Jaipur, Apr 20 (UNI) Bhilwara- based Sangam (India) Ltd, having a client base like Raymond, Reid&Taylor, Siyaram and Grasim, is implementing its Rs 541 crore expansion programme funded by a mix of debt and equity, company sources said here.
''The company's Rs 541-crore expansion plan is progressing as per schedule with installation of 20,000 cotton spindles and 90 weaving machines having started operations by March 31,'' Sangam (India) Managing Director S N Modani said.
The company will install additional 40 weaving machines, a captive 21 MW thermal power plant and additional processing machine under the proposed expansion project, he said.
A five per cent interest subsidy on the loan amount under the Technology Upgrade Fund Scheme (TUFS) by the Central government would be given to the firm.

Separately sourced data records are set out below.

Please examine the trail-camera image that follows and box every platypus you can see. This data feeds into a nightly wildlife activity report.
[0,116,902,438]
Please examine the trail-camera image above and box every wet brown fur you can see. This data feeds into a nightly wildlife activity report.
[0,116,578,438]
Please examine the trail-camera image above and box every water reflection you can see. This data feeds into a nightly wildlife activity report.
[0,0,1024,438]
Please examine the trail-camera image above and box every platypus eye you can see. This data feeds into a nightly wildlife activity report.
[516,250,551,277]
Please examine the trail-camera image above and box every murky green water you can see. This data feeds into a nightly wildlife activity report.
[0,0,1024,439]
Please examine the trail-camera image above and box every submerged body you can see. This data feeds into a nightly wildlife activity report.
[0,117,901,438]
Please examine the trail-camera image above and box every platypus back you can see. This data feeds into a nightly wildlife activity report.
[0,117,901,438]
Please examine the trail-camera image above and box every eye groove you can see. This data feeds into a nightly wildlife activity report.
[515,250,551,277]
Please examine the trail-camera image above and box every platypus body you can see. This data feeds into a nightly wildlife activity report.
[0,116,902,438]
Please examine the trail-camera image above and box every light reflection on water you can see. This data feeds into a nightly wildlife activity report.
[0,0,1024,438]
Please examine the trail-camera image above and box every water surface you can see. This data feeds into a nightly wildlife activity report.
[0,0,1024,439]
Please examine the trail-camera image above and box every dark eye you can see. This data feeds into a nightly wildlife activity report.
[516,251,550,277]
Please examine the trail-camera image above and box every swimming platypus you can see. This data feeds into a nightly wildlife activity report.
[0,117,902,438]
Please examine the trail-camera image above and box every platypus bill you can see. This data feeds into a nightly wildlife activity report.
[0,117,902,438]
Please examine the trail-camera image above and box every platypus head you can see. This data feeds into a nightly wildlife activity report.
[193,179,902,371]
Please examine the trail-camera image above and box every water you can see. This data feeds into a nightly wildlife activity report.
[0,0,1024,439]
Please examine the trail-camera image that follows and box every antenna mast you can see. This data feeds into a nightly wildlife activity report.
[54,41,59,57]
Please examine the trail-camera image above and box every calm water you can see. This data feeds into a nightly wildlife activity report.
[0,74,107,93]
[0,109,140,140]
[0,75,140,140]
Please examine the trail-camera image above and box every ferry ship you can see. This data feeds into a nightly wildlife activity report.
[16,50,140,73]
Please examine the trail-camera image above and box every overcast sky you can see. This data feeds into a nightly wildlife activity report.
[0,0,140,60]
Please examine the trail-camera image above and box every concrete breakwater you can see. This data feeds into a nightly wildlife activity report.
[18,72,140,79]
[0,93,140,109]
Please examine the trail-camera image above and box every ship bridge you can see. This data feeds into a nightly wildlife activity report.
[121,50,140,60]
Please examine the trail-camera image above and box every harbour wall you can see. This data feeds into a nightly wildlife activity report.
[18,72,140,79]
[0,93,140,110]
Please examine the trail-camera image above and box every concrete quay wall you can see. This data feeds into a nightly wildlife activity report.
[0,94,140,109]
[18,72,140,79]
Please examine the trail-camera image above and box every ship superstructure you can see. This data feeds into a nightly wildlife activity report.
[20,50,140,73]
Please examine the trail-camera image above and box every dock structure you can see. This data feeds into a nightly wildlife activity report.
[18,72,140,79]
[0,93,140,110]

Elaborating company's future growth strategy, Mr Modani said, ''We plan to focus on exports and defence garment market in the post quota scenario. We have received good export inquiries from a number of large international firms on account of low-cost advantage.'' The company's export order book position stood at Rs 100 crore as on March 31, 2006, which included fresh export orders worth Rs 30 crore from Egypt, Poland, and United Kingdom.
Further, the company has bagged orders worth Rs 40 crore from large domestic manufactures. These orders are to be executed in the next three months.
Sangam (India) is the largest manufacturer of polyester dyed yarn in the country. The company has a strong presence in the Indian synthetic blended fabric segment with brands like Anmol and Sangam.
Its fabric is marketed through a network of 100 dealers and 1000 retailers.